Barbara Palmer, 1st Duchess of Cleveland, Countess of Castlemaine, also known as Lady Castlemaine (〔The Complete Peerage〕 – 9 October 1709) was an English courtesan from the Villiers family and perhaps the most notorious of the many mistresses of King Charles II of England, by whom she had five children, all of whom were acknowledged and subsequently ennobled. Her influence was so great that she has been referred to as "The Uncrowned Queen."〔William de Redman Greenman ''Romances of the Peerage'', p.1 Reprinted online 〕 Her immediate contemporary was Madame de Montespan, mistress of King Louis XIV of France.

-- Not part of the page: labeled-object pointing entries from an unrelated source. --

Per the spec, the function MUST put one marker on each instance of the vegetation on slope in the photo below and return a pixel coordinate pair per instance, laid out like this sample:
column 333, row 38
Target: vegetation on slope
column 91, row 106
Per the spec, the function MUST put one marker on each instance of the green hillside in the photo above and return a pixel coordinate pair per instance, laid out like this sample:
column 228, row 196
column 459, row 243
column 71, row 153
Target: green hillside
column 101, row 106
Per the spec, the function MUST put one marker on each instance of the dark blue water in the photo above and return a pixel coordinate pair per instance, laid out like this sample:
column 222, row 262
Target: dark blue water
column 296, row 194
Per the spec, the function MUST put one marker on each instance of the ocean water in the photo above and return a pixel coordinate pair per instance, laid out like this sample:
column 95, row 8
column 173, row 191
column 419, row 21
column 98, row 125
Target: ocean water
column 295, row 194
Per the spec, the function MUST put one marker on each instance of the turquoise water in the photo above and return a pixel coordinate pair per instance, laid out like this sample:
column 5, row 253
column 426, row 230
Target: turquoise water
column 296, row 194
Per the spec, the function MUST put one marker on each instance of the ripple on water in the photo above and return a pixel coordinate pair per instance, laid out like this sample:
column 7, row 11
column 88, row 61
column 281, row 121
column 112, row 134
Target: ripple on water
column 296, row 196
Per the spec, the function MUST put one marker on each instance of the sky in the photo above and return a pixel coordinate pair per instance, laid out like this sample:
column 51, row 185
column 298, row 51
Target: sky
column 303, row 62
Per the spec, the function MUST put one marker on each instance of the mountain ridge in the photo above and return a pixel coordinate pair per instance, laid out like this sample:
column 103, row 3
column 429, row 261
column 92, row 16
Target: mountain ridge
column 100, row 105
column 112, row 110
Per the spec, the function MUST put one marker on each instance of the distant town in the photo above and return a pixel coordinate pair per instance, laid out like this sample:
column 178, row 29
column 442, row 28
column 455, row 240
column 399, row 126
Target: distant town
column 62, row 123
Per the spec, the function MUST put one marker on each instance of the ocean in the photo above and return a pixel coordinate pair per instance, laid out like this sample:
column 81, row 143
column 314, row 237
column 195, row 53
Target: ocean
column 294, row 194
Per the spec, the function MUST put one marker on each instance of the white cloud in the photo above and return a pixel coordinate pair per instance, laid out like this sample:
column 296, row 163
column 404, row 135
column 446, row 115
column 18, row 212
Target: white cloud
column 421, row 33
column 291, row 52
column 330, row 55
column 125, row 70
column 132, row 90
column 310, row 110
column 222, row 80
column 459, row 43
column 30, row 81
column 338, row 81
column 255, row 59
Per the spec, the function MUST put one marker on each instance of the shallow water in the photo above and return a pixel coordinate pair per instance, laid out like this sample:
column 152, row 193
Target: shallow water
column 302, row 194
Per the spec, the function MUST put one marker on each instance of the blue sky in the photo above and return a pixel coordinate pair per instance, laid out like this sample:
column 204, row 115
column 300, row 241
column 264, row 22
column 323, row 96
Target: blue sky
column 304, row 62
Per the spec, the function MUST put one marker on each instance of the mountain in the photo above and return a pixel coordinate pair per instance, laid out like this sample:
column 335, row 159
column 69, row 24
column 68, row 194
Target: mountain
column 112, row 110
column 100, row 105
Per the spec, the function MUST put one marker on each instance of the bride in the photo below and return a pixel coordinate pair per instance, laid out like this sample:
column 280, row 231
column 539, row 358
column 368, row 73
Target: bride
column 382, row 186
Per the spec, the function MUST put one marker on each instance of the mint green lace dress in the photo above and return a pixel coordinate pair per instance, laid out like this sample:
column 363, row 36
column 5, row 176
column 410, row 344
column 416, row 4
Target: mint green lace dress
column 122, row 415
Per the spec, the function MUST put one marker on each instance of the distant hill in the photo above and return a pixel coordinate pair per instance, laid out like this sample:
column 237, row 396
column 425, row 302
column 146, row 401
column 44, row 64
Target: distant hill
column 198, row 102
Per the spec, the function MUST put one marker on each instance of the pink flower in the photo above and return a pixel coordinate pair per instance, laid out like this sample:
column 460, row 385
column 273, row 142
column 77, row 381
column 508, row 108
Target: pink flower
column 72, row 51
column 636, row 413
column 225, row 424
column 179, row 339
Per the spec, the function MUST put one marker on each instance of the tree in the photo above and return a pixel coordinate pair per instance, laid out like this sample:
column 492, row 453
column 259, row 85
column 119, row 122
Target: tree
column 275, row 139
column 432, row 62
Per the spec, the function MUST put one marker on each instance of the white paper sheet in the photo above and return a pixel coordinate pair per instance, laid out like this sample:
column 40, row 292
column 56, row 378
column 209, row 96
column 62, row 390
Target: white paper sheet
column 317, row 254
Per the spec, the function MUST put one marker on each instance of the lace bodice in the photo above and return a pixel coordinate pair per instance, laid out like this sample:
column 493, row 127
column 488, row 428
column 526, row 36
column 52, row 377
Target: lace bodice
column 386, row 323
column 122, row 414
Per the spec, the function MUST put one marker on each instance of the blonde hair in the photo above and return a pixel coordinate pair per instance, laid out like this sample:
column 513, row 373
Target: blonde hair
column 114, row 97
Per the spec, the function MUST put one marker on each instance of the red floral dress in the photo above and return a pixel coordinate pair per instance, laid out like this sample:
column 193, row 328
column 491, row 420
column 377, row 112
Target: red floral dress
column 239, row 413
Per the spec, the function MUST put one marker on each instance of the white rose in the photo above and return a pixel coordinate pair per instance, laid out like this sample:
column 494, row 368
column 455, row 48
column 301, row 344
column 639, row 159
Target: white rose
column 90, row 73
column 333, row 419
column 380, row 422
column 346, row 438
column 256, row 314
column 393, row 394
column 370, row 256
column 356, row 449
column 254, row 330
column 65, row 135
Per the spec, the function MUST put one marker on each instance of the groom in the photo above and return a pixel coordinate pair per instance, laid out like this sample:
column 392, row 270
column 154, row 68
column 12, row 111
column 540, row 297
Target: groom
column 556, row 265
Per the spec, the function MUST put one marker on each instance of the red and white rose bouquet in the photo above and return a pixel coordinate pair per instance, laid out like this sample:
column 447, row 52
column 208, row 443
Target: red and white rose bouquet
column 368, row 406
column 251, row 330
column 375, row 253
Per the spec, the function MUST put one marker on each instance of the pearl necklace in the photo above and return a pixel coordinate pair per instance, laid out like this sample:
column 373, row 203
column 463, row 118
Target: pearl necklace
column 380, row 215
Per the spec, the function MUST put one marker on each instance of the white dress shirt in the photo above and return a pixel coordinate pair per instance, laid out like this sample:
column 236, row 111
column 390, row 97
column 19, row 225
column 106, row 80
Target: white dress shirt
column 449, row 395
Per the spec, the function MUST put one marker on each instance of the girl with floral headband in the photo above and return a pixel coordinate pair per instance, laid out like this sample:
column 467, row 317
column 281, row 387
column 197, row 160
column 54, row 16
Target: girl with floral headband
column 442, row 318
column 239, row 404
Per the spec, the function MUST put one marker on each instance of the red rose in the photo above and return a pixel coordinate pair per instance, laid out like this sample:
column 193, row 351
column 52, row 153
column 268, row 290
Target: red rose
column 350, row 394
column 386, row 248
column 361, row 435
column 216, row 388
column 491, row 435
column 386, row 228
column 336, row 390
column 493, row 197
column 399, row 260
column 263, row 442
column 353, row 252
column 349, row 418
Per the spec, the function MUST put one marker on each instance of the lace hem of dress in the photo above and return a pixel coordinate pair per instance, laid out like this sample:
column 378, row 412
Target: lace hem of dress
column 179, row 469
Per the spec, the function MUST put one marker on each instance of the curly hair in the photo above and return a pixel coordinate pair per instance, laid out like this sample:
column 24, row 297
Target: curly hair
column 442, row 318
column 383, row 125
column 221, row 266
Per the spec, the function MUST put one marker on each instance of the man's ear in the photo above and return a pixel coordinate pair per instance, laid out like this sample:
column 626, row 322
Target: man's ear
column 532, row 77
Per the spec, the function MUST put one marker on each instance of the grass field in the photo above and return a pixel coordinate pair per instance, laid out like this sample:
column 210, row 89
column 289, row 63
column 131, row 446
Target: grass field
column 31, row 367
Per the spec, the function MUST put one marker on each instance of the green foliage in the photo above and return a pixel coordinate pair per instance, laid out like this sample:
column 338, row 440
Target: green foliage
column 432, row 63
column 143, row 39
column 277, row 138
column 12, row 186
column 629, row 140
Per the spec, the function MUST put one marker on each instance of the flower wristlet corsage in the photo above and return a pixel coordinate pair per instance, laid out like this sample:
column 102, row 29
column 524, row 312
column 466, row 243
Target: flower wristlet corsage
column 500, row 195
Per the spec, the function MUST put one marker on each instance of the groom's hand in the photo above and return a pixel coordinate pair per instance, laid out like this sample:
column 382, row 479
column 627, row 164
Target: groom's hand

Barbara was the subject of many portraits, in particular by court painter Sir Peter Lely. Her extravagance, foul temper and promiscuity provoked diarist John Evelyn into describing her as the "curse of the nation", whereas Samuel Pepys often noted seeing her, admiringly.
Barbara's 1st cousin Elizabeth Villiers (later 1st Countess of Orkney 1657–1733) was the only acknowledged mistress of King William III.
She converted to Roman Catholicism from Anglicanism in 1663.
==Early life==
Born into the Villiers family as Barbara Villiers at the parish of St. Margaret's, Westminster, London, she was the only child of the 2nd Viscount Grandison, William Villiers (a half-nephew of the 1st Duke of Buckingham), and his wife, Mary Bayning, heiress of Paul Bayning, 1st Viscount Bayning. On 20 September 1643, her father died in the English Civil War from a wound sustained at the Battle of Newbury while fighting for the Royalists. He had spent his considerable fortune on horses and ammunition for his Cavalier regiment; his widow and daughter were left in straitened circumstances. Shortly after Lord Grandison's death, Barbara's mother married Charles Villiers, 2nd Earl of Anglesey, a cousin of her late husband.〔Margaret Gilmour ''The Great Lady'', pp.9–10〕
Upon the 1649 execution of King Charles I, the impoverished Villiers clan secretly transferred their loyalty to his son, Charles. Every year on 29 May, the new King's birthday, young Barbara, along with her family, descended to the cellar of their home in total darkness and clandestinely drank to his health.〔Gilmour, p.10〕 At that time, Charles was wandering about the Continent, exiled and penniless.